The broader reaction and outrage to such an occurrence has followed the expected path – disapproval, protest, vilification, and calls for change. All human, all part of the healing process. However, in the weeks that follow, what typically happens is that the broader population will move on and put the horrific memory of a child being pepper sprayed out of mind. Our reactions will diminish (or move on to other things) and we’ll never get to the proactive solutions that could have prevented this to begin with. 

When we at ICS view this, we not only see the tragic and unnecessary use of force against a child – we see systemic failure. Yes, the officers involved need to be held accountable; yes, there needs to be structural, legislative changes that prioritize non-violent options. But that’s not all – those are the bare minimum and only serve as a band aid on a deeper wound. 

We need to explore how we got to a place where something like this was even possible in the first place. 

The fact that accessible and adequate mental and emotional support are not easily available for all children and families is a systemic failure. The realization that in a moment of severe crisis, the guardian’s only option was to call the police is a systemic failure. And, if we can be brutally honest – we do not believe that the officers in question started their day with the intent of using pepper spray on a child.

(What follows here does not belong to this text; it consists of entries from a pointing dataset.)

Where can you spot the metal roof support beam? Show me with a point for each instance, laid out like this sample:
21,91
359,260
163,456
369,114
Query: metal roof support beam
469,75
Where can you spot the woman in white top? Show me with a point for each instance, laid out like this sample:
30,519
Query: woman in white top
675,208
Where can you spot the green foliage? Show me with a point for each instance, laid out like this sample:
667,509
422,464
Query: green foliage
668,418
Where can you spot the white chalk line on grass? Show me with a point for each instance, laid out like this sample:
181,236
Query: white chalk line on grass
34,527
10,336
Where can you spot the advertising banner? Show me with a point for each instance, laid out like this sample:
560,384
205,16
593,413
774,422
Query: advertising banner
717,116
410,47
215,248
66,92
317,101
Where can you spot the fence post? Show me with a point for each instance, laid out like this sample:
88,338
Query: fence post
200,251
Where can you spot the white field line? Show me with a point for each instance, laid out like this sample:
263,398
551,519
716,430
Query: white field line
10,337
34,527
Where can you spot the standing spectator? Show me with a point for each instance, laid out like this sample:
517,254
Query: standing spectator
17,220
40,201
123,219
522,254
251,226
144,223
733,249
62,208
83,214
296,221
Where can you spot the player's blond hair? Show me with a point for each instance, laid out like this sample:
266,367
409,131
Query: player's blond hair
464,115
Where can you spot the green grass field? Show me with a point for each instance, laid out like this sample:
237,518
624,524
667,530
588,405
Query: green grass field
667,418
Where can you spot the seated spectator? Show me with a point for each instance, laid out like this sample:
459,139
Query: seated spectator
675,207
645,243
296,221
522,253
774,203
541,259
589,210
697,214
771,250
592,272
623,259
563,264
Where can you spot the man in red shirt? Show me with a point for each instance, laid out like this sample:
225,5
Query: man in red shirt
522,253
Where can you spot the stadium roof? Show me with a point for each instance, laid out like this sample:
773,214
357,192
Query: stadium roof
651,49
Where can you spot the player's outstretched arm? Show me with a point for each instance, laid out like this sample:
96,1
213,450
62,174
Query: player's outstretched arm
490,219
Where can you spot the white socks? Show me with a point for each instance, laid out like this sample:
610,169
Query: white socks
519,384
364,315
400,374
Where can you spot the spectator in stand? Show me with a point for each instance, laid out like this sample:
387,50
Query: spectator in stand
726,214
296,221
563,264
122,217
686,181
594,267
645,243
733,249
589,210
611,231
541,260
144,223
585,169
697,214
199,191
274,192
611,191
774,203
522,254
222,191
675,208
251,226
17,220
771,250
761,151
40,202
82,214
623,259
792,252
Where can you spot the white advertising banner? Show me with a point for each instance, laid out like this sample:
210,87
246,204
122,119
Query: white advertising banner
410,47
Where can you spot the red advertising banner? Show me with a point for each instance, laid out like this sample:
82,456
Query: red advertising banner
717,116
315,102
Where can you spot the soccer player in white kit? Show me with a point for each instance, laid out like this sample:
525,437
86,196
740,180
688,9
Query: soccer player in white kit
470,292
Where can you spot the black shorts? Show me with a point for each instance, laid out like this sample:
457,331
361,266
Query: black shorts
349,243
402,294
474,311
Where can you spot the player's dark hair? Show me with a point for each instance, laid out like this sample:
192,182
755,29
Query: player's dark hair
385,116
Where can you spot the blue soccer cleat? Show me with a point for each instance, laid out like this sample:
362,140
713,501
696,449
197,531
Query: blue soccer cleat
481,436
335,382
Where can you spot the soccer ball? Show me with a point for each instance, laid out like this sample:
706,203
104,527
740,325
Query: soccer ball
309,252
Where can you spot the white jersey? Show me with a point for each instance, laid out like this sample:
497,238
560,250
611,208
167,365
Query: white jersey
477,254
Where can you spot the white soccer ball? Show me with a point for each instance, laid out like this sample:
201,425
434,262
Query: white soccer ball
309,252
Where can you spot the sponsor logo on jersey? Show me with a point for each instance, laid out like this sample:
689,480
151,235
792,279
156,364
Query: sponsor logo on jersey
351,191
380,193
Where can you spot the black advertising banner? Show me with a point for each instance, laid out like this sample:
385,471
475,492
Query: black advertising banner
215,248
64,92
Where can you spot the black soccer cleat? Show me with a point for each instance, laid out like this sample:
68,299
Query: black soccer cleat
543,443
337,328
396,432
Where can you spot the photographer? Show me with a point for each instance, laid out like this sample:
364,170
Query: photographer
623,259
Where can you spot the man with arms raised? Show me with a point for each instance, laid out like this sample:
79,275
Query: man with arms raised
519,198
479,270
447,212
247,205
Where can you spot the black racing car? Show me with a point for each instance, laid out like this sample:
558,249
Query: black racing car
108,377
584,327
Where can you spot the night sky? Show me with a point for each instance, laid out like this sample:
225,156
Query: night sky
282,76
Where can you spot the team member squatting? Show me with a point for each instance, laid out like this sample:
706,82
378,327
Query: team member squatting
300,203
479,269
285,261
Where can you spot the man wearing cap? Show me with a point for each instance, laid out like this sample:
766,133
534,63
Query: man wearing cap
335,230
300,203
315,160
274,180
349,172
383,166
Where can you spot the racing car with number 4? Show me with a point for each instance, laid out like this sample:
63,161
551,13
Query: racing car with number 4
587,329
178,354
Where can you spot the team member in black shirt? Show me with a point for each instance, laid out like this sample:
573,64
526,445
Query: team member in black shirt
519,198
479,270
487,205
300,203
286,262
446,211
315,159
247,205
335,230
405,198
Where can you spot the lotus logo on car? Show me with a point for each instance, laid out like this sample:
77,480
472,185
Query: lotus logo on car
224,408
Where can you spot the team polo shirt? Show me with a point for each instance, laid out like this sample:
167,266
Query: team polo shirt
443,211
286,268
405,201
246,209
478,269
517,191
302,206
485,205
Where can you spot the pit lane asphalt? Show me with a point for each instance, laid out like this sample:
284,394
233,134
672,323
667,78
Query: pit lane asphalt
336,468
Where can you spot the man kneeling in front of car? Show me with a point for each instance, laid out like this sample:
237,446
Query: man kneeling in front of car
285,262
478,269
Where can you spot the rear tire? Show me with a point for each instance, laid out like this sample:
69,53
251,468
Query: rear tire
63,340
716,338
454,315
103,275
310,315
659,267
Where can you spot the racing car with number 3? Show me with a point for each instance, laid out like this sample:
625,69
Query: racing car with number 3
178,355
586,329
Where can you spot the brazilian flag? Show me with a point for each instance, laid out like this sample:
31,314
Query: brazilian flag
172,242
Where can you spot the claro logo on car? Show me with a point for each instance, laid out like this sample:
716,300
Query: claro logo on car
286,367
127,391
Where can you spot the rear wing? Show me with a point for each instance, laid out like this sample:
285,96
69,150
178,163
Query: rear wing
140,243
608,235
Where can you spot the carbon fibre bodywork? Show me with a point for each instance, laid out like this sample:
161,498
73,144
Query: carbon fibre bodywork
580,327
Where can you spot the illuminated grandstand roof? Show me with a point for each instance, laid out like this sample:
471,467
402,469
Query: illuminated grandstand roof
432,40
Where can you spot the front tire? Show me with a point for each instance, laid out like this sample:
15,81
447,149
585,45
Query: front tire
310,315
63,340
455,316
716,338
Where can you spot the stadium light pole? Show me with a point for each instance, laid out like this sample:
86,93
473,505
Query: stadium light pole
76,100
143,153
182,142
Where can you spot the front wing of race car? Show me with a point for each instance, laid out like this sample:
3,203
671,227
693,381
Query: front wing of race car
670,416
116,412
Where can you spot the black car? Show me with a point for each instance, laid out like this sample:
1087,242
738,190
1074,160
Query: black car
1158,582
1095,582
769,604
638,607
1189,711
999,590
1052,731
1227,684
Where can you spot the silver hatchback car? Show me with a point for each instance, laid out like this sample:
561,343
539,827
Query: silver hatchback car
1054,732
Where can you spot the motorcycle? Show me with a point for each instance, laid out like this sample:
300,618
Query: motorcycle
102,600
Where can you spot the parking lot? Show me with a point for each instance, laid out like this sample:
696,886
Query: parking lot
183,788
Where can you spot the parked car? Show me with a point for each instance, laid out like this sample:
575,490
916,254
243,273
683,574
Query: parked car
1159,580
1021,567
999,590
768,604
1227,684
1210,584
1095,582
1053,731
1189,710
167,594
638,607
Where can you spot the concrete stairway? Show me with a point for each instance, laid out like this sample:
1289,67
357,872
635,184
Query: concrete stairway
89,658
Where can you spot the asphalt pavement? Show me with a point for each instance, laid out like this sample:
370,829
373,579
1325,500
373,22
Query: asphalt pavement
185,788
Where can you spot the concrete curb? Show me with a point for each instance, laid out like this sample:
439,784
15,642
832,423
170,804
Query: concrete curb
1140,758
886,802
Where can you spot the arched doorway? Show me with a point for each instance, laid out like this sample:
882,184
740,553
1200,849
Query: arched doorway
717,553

This does not in any way excuse their actions; however, that the police are broadly the ones who we, as a society, charge to manage an extraordinarily complicated situation such as this, with little or no training or support, is also a systemic failure in and of itself.  

Simply, the police should have been the last option, if at all – not the first and certainly not the only one. 

In the past two decades, research on Adverse Childhood Experiences (ACEs) has increased our awareness of the precariousness of child mental health and that of their guardians, both currently exacerbated by COVID-19. The lack of affordable and accessible family and mental health resources aggravates this condition thereby placing children and families in untenable mental health situations. Further, as advocates for police reform (including police themselves) have noted: there is a striking void of non-force using, community-health-engagement-like staff and resources available from any public source; and, conflict resolution training opportunities for police officers are few and far between. Given this chain of omissions, the pepper spraying of a child was bound to happen. Even worse, without significant change, something similar or worse is likely to happen again.  

In addition to the factors mentioned above, one other is currently separate pending confirmation, but seems unavoidable: race. The race of the child has not been verified, but the visual evidence at the very least broaches the topic. It appears that two white officers restrain, handcuff, and pepper spray a Black child. 

Several studies have documented the “adultification” of Black girls, a bias that the Georgetown Center on Law and Poverty describes as seeing “black girls as less innocent and more adult-like than white girls of the same age, especially between 5–14 years old.” In the video of the incident moments before the use of pepper spray, the white police officer says to the girl, “you’re acting like a child” to which she responds, “I am a child.”  

The entirety of it is unacceptable. While we as a society are not all responsible for the incident itself, we do bear responsibility for the horrific sequence of systemic failures that led to it in the first place. 

Over the next few weeks, ICS will continue to explore this incident in the hopes of starting a conversation and identifying proactive solutions. We’ll explore the intersection of race, implicit bias, children, and systems. In addition, in the coming months, we plan to expand our implicit bias trainings to do our part to ensure that something like this never happens again.   

We must do better for all children everywhere.